Torio's hose and undergarments were still soggy-he didn't really want to climb back into them, but he had nothing else to wear. Wishing for the thousandth time that he had some Adept talent, he shook out the garments, but succeeded only in spraying drops of water on himself.
"Let me help, me lord," said a savage soldier standing guard-and the water ran off the clothes as if they had been made of duck's feathers.
"Thank you," said Torio. "Your help is appreciated…?"
"Huber, me lord."
"Thank you, Huber. I will remember your kindness."
Huber, a grizzled soldier who must have seen many a battle over the years, gave a gap-toothed grin. "And I'll remember this day, me lord, them empire soldiers stuck in the bog-! Things has changed since you Readers come. My family's got enough to eat, 'n' we're safe from attack by sea or land-hardly have to fight at all. You got no need to thank your people, me lord, for what little favors we can do you."
Warmed by the encounter, Torio pulled on his clothes and joined Melissa and the Master Readers again.
Horses were waiting when they were ready to ride. In a few hours they caught up with the wagons-and joined the Adepts on the pallets in them, for it was almost sunset, and Torio and Melissa had had no sleep the previous night, the Master Readers very little.
Torio woke once as the wagon stopped for a change of horses. The smell of roast meat filled the air, and the Adepts all got up to eat. Torio rolled over, covered himself with someone's abandoned cloak, and didn't wake again until dawn. Everybody was waking and stretching. Master Corus, who was in Torio's wagon, sat up and looked around glumly, not Reading.
"We'll be home within the hour," said Torio.
"You truly think you are at home here?"
"I'm sorry-you're here under protest, but you won't be mistreated. You haven't been so far, have you?"
"No. Several times during the night I thought of climbing out of the wagon-everyone was so sound asleep, and I don't think the driver would have noticed. But I thought, if you don't think it's necessary to bind us or guard us, you do not think we could escape if we tried."
"You're right," said Torio. "We have enough Readers to find you very quickly-but even if we had none, the watchers would find you. Ask Lord Lenardo to tell you about the time he tried to escape from Lady Aradia's castle."
"Lord Lenardo. We have heard strange tales about this renegade who now styles himself a savage lord."
"He is a savage lord, and so am I," Torio told him. "Here titles are earned according to one's powers, not one's politics."
"Oh, yes," said Master Corus, "I have heard that you believe you were mistreated by the Council of Masters."
"Not the Council. You had nothing to do with the decision, did you? I was never tested. Portia simply decided I was a failure-because I am Lenardo's friend."

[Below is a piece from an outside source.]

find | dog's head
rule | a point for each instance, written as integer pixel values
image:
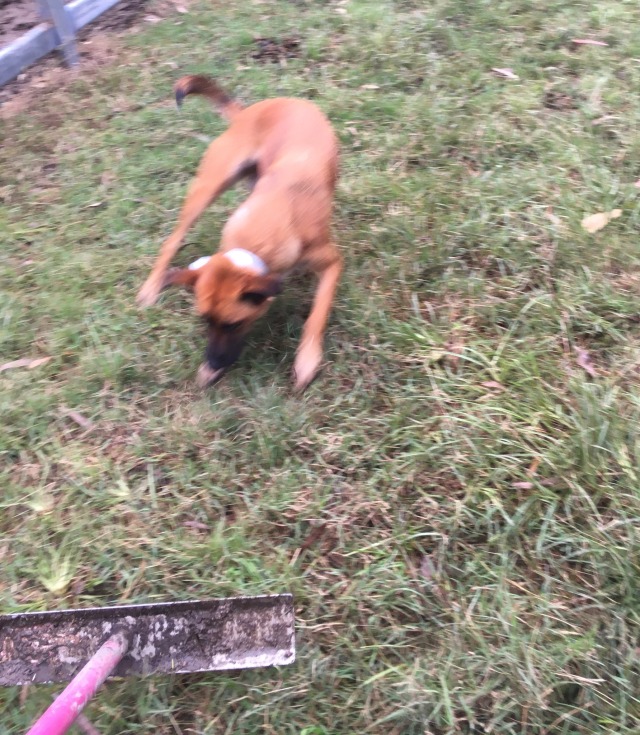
(229, 299)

"Portia does not base her decisions on such arbitrary matters. She refused you testing because you were not qualified."
"Oh? Would you care to test me, Master Corus? You are afraid even to open to Reading this morning. Why? You Read me yesterday."
The Master Reader was not much older than Lenardo, mid-thirties, Torio judged, «looking» at him for the first time. His sandy hair was receding, his fair skin sun- and wind-burned from the ocean voyage. His face was unprepossessing, eyes watery blue, nose and chin not particularly strong. Not the face of a man of action. His feet and the hem of his black-banded tunic were dirty, but the rest of his outfit had only occasional splashes of mud. He had not been one of the near-victims of the quicksand, obviously-nor had he waded in to try to rescue others.